Distant Star is one of three Bolaño English language books that I haven’t read yet. The other two are The Romantic Dog (poetry) and Last Evenings on Earth (which is on order).

What strikes me about the description of the novel (by Daniel and Shaunrandol, and others) is that one element of the story (the prison and the sky writing poet) also appears in Nazi Literature in the Americas. This isn’t unusual for Bolaño. For instance, there is a rendition of the story of Auxilio Lacouture, the mother of Mexican poetry, from Amulet that appears in the middle section of The Savage Detectives, as does the story of the campground night watchman from The Skating Rink. That recurring elements appear again and again throughout his body of work, indicates a mind that is constantly exploring different possibilities of the same story. Nothing is ever final.

Haruki Murakami is another writer who does this.

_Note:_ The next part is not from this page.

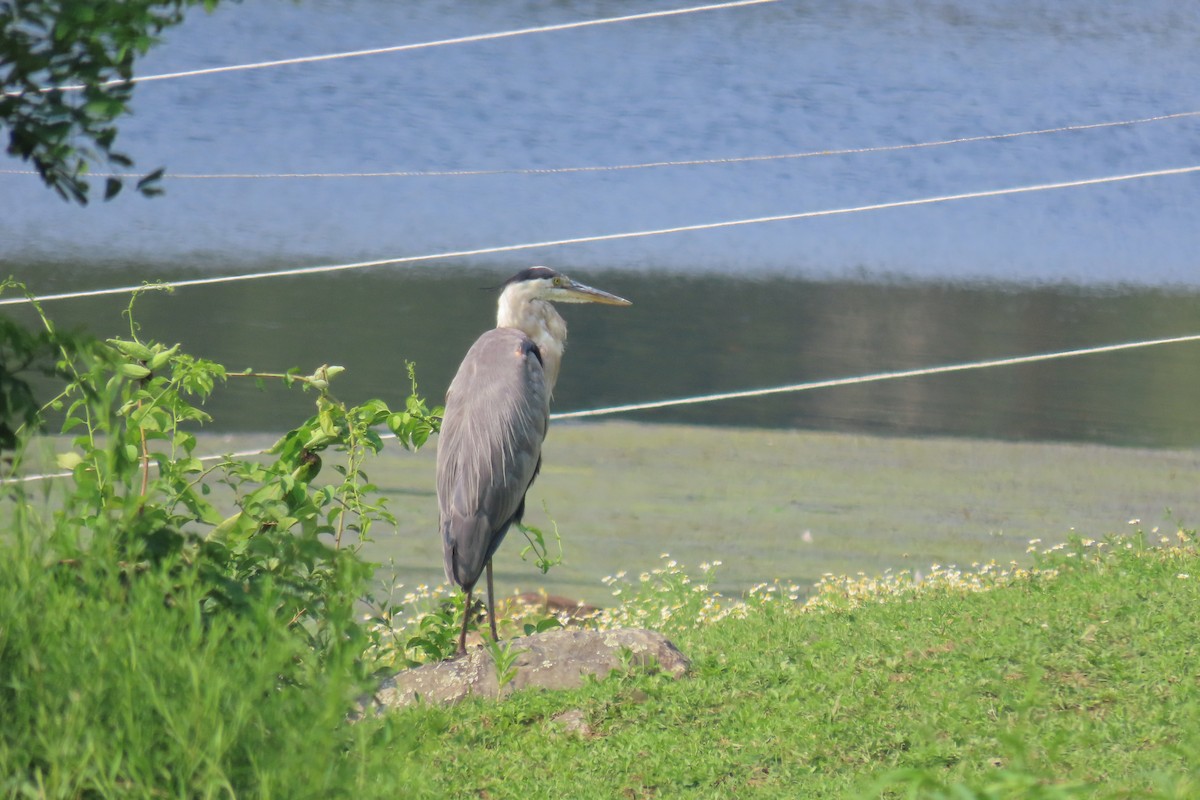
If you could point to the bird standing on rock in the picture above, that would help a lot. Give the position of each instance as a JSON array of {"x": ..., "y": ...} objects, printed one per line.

The Wind-up Bird Chronicle started as a short story “The Wind-up Bird and Tuesday’s Women” in The Elephant Vanishes. Murakami said when he first wrote that short story, he felt, at the time, there was much more he could do with it. Later, he revisited that short story and turned it into a novel. He said, in essence, he doesn’t believe that a story is finished just because it’s published.

As far as mentioning names of Latin American (and other) writers (real and invented, well-known and unknown), that was one of the reasons why I was so attracted to The Savage Detectives, the first Bolaño novel I ever read. For some reason, I thought that was rather daring. I’ve been hooked ever since.